Estrid nodded her acceptance of Merwenna’s words and then went on to ask if Alfreda had come to her to seek a remedy for an ailment in the days before her death.
“She did come to see me shortly before she was married,” Merwenna replied, “but not because she was sick.”
“Then for what purpose did she come?” Estrid asked.
The cunning woman’s face hardened. “She wanted a potion to help her conceive, one that would, at the same time, ensure the babe was male. I told her I am not a witch and would not help her.”
“But why would she want such a thing before she was even wed?” Valerie blurted out. “I know she was anxious to give her husband an heir, for she told me so. I advised her to wait and see if she proved fertile and, if she did not, to pray to Our Lady for aid in bearing a child.”
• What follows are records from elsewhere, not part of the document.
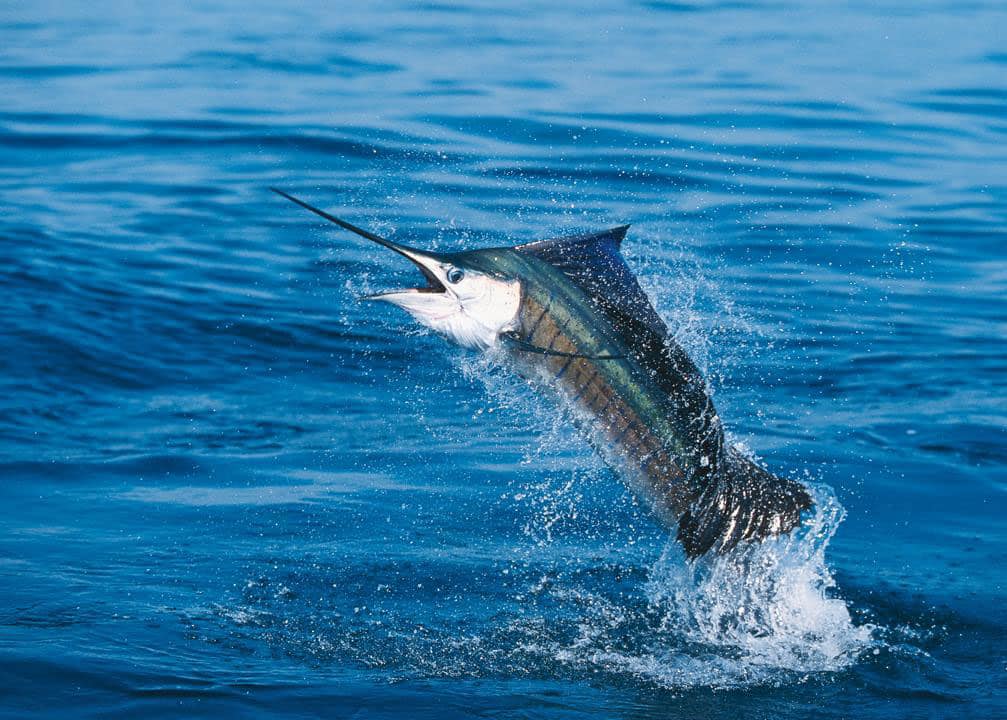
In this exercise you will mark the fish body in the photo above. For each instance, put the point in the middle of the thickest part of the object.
(569, 312)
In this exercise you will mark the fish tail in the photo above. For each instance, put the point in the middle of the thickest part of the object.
(745, 504)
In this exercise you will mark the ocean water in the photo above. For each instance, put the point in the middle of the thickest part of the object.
(230, 489)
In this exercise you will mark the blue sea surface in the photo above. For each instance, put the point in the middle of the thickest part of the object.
(230, 489)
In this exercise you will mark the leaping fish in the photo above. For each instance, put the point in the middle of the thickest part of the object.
(570, 312)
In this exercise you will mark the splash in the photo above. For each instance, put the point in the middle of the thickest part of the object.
(767, 604)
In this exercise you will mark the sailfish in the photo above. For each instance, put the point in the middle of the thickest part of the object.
(570, 313)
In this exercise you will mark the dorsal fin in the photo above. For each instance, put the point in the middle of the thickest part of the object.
(594, 263)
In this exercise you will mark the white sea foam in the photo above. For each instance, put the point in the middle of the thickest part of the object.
(767, 603)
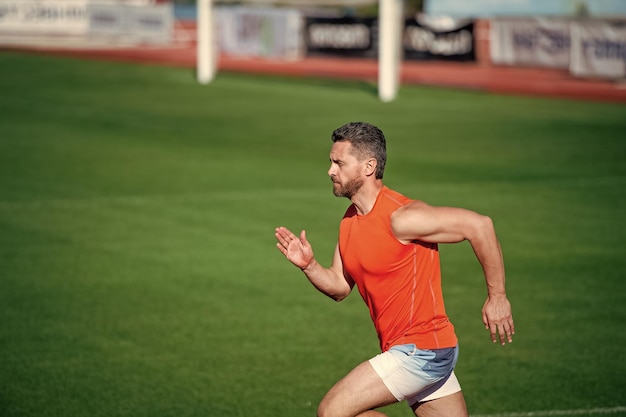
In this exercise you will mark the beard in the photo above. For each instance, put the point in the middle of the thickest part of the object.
(349, 189)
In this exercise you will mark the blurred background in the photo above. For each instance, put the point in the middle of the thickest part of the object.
(566, 48)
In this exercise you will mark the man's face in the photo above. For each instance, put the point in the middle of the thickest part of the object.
(345, 170)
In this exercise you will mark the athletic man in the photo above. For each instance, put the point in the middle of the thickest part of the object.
(388, 248)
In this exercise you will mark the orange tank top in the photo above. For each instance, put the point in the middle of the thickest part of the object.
(401, 284)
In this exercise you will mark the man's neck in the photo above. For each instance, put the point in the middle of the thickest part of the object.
(365, 199)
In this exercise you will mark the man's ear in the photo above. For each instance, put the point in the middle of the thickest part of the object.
(370, 166)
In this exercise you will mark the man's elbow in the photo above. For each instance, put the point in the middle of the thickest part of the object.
(482, 227)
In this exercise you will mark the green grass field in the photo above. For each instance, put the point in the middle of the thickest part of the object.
(139, 276)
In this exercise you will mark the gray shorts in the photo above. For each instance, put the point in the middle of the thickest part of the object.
(417, 375)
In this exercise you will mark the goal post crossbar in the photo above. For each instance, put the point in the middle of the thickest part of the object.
(389, 40)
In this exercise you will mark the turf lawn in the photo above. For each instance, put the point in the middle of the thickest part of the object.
(139, 277)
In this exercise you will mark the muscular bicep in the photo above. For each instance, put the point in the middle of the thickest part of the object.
(420, 221)
(342, 276)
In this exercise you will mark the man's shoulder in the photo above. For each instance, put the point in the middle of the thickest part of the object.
(394, 198)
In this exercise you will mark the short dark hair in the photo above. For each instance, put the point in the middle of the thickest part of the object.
(367, 141)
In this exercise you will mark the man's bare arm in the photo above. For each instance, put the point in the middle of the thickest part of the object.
(420, 221)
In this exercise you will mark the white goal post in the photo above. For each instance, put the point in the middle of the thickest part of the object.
(390, 27)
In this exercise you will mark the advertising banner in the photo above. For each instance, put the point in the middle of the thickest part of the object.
(259, 32)
(346, 36)
(423, 42)
(44, 17)
(149, 24)
(531, 42)
(598, 50)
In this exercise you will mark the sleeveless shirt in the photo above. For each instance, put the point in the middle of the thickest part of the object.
(400, 283)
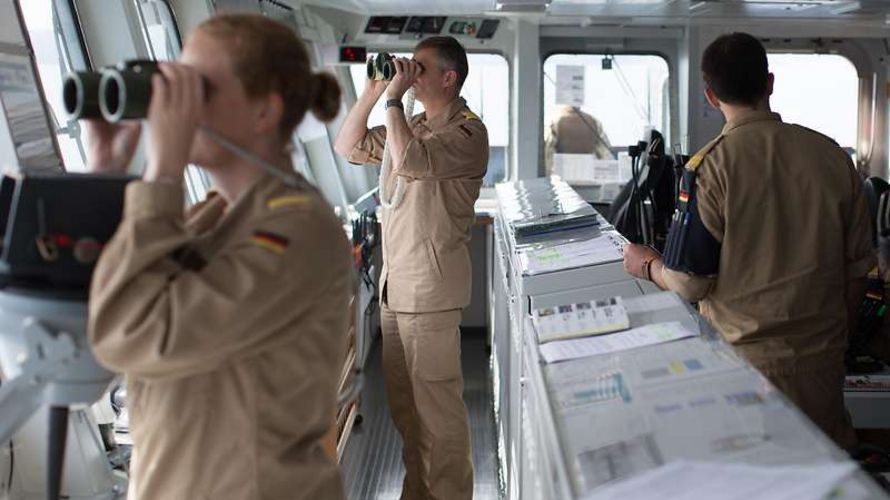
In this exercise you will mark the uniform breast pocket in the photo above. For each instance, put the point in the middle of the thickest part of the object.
(433, 257)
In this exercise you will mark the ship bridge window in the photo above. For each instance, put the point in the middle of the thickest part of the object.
(627, 94)
(487, 91)
(818, 91)
(58, 48)
(163, 42)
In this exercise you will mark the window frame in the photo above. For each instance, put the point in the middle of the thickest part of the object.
(872, 115)
(143, 25)
(507, 156)
(73, 55)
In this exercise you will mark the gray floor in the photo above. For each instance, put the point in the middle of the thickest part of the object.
(372, 465)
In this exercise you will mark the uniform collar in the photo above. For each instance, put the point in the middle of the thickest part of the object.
(750, 117)
(447, 114)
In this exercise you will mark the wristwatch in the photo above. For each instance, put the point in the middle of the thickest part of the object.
(393, 103)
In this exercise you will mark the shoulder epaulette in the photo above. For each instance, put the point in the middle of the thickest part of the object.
(820, 134)
(699, 157)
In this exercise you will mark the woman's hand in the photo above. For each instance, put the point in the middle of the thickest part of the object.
(638, 258)
(173, 116)
(110, 146)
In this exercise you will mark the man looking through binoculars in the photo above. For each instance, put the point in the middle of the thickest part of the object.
(440, 158)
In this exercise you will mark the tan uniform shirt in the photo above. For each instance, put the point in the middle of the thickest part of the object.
(787, 205)
(426, 262)
(575, 132)
(230, 325)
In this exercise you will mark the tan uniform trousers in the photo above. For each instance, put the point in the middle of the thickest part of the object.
(818, 393)
(424, 385)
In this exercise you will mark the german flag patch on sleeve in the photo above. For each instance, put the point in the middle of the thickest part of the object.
(272, 242)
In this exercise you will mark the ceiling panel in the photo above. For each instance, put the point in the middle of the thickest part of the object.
(385, 7)
(645, 8)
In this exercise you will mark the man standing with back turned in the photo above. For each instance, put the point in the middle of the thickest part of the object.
(440, 157)
(772, 237)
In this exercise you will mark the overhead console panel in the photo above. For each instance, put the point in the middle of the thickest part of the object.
(419, 26)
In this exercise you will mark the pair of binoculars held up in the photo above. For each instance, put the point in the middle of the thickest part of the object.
(122, 92)
(381, 67)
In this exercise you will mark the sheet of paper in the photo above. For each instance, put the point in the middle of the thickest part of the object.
(605, 248)
(582, 319)
(616, 342)
(570, 85)
(696, 480)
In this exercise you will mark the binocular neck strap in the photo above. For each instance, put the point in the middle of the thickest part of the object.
(288, 179)
(386, 167)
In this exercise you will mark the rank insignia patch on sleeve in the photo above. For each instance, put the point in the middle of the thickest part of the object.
(270, 241)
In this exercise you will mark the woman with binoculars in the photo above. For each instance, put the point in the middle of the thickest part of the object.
(228, 320)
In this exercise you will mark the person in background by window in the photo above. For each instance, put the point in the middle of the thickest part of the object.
(775, 241)
(229, 321)
(575, 132)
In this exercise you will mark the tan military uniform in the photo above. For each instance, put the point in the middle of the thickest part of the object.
(787, 206)
(575, 132)
(230, 325)
(426, 282)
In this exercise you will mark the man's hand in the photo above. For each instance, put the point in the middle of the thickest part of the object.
(407, 71)
(375, 88)
(110, 146)
(635, 259)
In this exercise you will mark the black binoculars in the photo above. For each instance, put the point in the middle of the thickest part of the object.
(381, 67)
(122, 92)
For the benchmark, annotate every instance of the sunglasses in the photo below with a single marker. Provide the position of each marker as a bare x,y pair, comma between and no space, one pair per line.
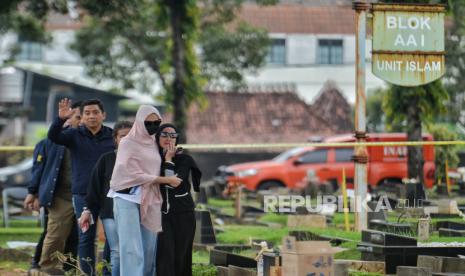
152,123
172,135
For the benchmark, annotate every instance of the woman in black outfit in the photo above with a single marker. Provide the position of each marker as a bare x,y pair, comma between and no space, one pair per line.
174,256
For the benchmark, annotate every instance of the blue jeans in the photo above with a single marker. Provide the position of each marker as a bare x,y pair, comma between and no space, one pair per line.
86,248
137,244
111,234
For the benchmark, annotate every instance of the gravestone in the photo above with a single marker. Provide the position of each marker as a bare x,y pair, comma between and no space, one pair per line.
413,271
423,229
204,232
434,263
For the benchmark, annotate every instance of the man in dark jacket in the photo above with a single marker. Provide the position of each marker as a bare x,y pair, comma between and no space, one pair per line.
50,186
86,144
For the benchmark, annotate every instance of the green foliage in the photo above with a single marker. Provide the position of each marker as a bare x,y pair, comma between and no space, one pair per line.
274,218
200,257
374,110
443,153
429,99
181,45
203,270
455,60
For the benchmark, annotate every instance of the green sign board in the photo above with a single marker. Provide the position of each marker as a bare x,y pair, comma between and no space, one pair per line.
408,43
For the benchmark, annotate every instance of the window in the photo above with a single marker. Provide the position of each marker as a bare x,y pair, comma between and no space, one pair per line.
329,51
29,50
277,52
344,155
317,156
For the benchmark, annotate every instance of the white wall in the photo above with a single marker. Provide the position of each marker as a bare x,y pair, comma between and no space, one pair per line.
301,68
58,51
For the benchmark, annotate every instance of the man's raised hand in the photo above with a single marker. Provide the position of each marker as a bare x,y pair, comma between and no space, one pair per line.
64,109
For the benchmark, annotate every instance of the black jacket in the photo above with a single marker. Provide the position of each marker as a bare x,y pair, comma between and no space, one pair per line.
179,199
97,190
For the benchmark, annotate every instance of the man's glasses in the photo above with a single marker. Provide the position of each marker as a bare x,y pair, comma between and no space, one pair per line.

“I told her the same thing, but still she was insistent that I make her a potion, and I was forced to show my anger before she would accept my refusal.” Merwenna replied. “I am a Christian woman and do not deal in magick. It is the Devil’s work and a curse on mankind.”
A
gain Estrid believed the cunning woman for the disgust showing on her face was real and not feigned. But Estrid was more forgiving of Alfreda’s request than either Valerie or Merwenna, for they had not taken into consideration—perhaps had even forgotten the wild impulses of their own young days—the foolish impatience of a young girl in love. FitzRanulf was baseborn; it was natural he should earnestly desire a legitimate heir to inherit the lands left him by Hugh de Montfort, and also that Alfreda, overcome with eagerness to please the man she was to wed, should seek a way to grant his wish as quickly as possible.
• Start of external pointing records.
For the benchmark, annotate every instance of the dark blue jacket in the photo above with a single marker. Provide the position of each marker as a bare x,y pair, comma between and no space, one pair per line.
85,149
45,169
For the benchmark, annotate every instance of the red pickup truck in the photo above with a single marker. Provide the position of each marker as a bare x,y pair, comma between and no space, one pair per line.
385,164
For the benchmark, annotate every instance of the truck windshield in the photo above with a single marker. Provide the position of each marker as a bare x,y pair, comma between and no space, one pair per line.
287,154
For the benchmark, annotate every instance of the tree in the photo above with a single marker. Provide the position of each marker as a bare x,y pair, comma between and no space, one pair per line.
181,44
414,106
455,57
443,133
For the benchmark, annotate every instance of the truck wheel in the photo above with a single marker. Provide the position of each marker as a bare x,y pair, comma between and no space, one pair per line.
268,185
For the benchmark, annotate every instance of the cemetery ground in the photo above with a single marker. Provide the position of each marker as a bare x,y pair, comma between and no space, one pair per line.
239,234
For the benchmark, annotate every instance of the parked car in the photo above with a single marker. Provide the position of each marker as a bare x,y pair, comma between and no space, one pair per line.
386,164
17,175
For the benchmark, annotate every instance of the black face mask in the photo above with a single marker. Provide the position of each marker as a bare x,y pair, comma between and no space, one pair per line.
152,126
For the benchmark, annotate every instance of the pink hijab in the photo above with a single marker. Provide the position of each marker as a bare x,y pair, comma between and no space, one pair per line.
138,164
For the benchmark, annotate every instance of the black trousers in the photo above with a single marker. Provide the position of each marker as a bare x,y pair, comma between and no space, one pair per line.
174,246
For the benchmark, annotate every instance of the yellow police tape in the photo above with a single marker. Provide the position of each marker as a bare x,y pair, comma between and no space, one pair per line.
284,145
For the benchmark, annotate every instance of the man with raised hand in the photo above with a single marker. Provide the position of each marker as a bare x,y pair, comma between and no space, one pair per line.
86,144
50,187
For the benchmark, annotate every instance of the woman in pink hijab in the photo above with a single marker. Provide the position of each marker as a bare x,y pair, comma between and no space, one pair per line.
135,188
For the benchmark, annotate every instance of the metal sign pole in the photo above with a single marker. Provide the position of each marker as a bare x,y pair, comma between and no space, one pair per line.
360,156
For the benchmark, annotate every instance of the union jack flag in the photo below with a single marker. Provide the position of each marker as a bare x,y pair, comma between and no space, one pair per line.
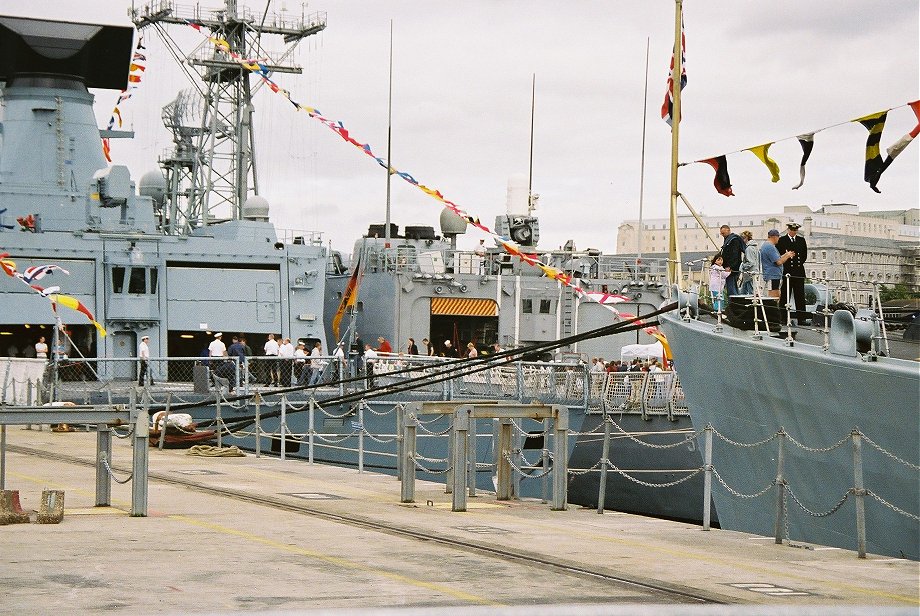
667,108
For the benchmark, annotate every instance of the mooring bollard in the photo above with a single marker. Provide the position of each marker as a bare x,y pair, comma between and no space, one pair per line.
10,510
51,509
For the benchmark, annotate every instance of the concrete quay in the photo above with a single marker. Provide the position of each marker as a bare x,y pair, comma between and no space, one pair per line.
247,534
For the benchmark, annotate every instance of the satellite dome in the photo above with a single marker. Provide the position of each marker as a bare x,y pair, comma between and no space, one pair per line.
153,185
256,208
451,223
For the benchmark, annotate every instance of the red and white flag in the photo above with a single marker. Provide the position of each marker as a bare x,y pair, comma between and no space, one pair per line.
667,108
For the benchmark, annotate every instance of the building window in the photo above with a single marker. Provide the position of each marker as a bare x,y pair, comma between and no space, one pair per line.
137,283
118,279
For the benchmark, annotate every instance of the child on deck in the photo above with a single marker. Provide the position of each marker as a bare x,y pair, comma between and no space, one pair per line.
717,276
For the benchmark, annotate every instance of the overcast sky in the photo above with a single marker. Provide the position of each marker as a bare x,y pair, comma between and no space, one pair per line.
758,72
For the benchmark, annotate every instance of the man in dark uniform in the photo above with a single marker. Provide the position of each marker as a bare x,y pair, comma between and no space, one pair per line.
732,251
794,270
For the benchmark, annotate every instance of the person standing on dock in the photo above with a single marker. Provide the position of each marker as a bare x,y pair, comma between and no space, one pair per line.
41,348
143,354
271,359
794,271
732,252
370,357
772,263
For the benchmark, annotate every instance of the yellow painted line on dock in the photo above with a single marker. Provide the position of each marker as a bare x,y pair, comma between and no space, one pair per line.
734,564
335,560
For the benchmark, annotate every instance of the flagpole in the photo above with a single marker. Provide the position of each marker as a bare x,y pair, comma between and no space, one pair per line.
386,232
642,166
674,269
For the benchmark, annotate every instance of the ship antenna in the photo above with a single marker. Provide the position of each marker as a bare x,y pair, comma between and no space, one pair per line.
674,270
386,232
533,102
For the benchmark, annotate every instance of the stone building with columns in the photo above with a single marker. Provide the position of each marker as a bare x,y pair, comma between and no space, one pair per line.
849,250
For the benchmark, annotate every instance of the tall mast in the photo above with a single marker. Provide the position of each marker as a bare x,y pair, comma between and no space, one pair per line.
386,233
674,270
213,170
533,104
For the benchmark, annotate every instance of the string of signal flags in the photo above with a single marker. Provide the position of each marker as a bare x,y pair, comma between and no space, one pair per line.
875,164
258,68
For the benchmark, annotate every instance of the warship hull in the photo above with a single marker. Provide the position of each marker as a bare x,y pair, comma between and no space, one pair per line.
751,389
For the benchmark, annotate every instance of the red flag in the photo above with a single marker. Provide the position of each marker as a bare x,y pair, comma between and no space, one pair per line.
722,182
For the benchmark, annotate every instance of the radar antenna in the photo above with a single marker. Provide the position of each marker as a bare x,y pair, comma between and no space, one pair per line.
212,170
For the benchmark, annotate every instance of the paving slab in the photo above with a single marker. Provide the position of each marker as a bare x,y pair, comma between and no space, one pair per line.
260,534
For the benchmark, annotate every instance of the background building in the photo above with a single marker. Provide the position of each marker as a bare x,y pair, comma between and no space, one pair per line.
848,250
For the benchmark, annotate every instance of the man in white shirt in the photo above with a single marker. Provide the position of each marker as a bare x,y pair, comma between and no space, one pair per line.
286,356
271,352
217,348
300,363
370,356
41,348
143,353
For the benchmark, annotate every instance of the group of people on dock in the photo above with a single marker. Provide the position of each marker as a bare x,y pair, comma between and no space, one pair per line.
775,269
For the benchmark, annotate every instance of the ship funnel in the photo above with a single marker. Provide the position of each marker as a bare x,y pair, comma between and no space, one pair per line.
97,55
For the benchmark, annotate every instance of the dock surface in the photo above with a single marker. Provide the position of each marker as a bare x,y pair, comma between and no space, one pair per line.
248,534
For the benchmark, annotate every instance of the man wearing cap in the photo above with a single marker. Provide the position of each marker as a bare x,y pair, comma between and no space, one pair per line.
794,270
143,353
732,252
772,263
“Do you know of any witch she might have consulted?” Estrid asked.
Merwenna shrugged. “There are none in the village, but I have heard there are one or two living in the greenwood near Bearsted.” The cunning woman’s eyes narrowed and she looked suspiciously at Estrid. “But why do you ask? Do you think one of them may have agreed to help her?”
“It is possible. A bottle containing a liquid which we tested on rats and is poisonous has been found, and most likely it is the yew toxin you believe killed Alfreda.” After describing the effects the rats had exhibited, and Merwenna agreeing with her conclusion, Estrid said they were also certain that Alfreda took the draught willingly. “Now you have told me of this fertility potion she desired,” Estrid added, “it is certain she would only have drunk it if she believed it to be such a concoction.”
Merwenna’s deformed leg gave way under her and she slumped down on the stool that stood by the table. “The poor foolish girl,” she murmured sorrowfully. “May God watch over her soul and guide her to heaven.”
“That is why I wish to know of a witch who may have made it for her,” Estrid continued, “telling her it was the mixture she had asked for but instead giving her poison, perhaps for payment by a person who wished Alfreda dead.”